The combination of optical time transfer and optical clocks opens up the possibility of large-scale free-space networks that connect both ground-based optical clocks and future space-based optical clocks. Such networks promise better tests of general relativity^1,2,3, dark-matter searches⁴ and gravitational-wave detection⁵. The ability to connect optical clocks to a distant satellite could enable space-based very long baseline interferometry^6,7, advanced satellite navigation⁸, clock-based geodesy^2,9,10 and thousandfold improvements in intercontinental time dissemination^11,12. Thus far, only optical clocks have pushed towards quantum-limited performance¹³. By contrast, optical time transfer has not operated at the analogous quantum limit set by the number of received photons. Here we demonstrate time transfer with near quantum-limited acquisition and timing at 10,000 times lower received power than previous approaches^{14,15,16,17,18,19,20,21,22,23,24}. Over 300 km between mountaintops in Hawaii with launched powers as low as 40 µW, distant sites are synchronized to 320 attoseconds. This nearly quantum-limited operation is critical for long-distance free-space links in which photons are few and amplification costly: at 4.0 mW transmit power, this approach can support 102 dB link loss, more than sufficient for future time transfer to geosynchronous orbits.

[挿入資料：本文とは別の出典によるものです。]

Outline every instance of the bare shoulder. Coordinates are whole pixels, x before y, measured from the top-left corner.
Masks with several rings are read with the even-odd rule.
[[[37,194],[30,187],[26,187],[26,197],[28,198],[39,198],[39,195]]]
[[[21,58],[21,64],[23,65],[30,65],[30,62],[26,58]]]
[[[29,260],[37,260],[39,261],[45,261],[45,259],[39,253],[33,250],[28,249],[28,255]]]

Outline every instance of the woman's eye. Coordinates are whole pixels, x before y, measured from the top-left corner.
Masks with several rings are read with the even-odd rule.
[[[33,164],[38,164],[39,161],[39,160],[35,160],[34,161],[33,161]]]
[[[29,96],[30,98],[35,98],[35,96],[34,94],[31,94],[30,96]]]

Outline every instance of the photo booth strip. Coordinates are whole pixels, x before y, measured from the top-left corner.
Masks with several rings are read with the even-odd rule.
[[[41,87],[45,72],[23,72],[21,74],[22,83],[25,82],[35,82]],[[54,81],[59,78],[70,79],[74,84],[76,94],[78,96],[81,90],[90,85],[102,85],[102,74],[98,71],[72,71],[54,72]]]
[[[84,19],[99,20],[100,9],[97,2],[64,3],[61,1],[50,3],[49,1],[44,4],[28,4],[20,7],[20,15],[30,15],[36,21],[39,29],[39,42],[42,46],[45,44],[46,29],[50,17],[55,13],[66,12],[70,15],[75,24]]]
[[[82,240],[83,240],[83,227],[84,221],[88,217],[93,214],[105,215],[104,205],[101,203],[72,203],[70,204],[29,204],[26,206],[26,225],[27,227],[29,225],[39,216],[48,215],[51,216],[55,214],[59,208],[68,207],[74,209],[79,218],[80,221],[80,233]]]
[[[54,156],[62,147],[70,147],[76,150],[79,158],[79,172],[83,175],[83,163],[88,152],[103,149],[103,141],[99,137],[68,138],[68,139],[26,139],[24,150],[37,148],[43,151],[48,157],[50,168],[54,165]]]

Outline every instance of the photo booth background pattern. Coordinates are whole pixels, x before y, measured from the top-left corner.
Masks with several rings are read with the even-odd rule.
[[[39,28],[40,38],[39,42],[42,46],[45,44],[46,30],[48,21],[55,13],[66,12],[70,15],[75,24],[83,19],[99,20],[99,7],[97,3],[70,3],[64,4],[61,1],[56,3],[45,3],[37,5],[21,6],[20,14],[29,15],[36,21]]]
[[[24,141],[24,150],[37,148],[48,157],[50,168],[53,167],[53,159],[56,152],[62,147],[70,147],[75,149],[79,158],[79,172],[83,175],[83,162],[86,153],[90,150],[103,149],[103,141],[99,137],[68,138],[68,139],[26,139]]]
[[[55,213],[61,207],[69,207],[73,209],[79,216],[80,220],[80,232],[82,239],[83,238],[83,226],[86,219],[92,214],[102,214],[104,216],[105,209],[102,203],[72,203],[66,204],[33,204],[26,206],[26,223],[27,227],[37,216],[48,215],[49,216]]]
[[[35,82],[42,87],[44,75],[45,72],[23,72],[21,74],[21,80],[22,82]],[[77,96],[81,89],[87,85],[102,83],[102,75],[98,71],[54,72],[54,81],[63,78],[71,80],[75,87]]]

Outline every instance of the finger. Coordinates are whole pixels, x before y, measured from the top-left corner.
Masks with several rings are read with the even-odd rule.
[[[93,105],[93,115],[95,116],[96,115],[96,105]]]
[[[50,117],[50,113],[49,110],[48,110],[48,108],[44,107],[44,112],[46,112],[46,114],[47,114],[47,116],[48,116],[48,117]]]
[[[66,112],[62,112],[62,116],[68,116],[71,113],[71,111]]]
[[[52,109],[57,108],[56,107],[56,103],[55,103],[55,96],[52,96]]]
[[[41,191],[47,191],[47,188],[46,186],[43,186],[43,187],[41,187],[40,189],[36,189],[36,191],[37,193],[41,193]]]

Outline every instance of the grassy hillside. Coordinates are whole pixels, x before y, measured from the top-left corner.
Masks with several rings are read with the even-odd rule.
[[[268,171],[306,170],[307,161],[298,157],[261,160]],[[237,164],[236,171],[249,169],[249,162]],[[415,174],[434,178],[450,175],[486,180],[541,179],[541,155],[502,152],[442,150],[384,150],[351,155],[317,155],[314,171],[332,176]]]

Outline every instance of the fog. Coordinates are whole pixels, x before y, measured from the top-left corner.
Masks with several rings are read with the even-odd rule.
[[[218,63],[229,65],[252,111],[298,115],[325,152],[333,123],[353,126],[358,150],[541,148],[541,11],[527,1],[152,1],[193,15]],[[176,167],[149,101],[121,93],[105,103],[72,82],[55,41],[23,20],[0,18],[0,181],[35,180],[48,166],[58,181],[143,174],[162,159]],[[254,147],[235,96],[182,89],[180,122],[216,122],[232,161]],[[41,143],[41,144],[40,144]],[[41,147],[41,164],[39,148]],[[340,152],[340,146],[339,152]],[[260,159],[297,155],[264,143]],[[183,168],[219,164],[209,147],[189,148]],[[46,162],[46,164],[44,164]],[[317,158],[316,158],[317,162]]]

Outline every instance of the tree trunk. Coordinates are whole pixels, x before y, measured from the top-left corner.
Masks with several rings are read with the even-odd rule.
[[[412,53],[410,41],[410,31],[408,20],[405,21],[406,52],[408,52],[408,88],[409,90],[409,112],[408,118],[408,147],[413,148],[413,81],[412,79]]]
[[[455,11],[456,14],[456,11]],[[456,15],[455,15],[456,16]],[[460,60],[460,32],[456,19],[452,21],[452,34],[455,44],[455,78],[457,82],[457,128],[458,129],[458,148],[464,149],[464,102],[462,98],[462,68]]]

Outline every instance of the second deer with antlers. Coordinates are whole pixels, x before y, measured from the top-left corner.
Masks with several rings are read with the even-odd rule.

時間プログラマブル周波数コムと量子限定測距におけるその利用 The time-programmable frequency comb and its use in quantum-limited ranging

Emily D. Caldwell,Laura C. Sinclair,Nathan R. Newbury & Jean-Daniel Deschenes
Nature  Published:05 October 2022
DOI:https://doi.org/10.1038/s41586-022-05225-8

Abstract

Two decades after its invention, the classic self-referenced frequency comb laser is an unrivalled ruler for frequency, time and distance metrology owing to the rigid spacing of its optical output^1,2. As a consequence, it is now used in numerous sensing applications that require a combination of high bandwidth and high precision^3,4,5. Many of these applications, however, are limited by the trade-offs inherent in the rigidity of the comb output and operate far from quantum-limited sensitivity. Here we demonstrate an agile programmable frequency comb where the pulse time and phase are digitally controlled with ±2-attosecond accuracy. This agility enables quantum-limited sensitivity in sensing applications as the programmable comb can be configured to coherently track weak returning pulse trains at the shot-noise limit. To highlight its capabilities, we use this programmable comb in a ranging system, reducing the required power to reach a given precision by about 5,000-fold compared with a conventional dual-comb system. This enables ranging at a mean photon per pulse number of 1/77 while retaining the full accuracy and precision of a rigid frequency comb. Beyond ranging and imaging^{6,7,8,9,10,11,12}, applications in time and frequency metrology^{1,2,5,13,14,15,16,17,18,19,20,21,22,23}, comb-based spectroscopy^{24,25,26,27,28,29,30,31,32}, pump–probe experiments³³ and compressive sensing^34,35 should benefit from coherent control of the comb-pulse time and phase.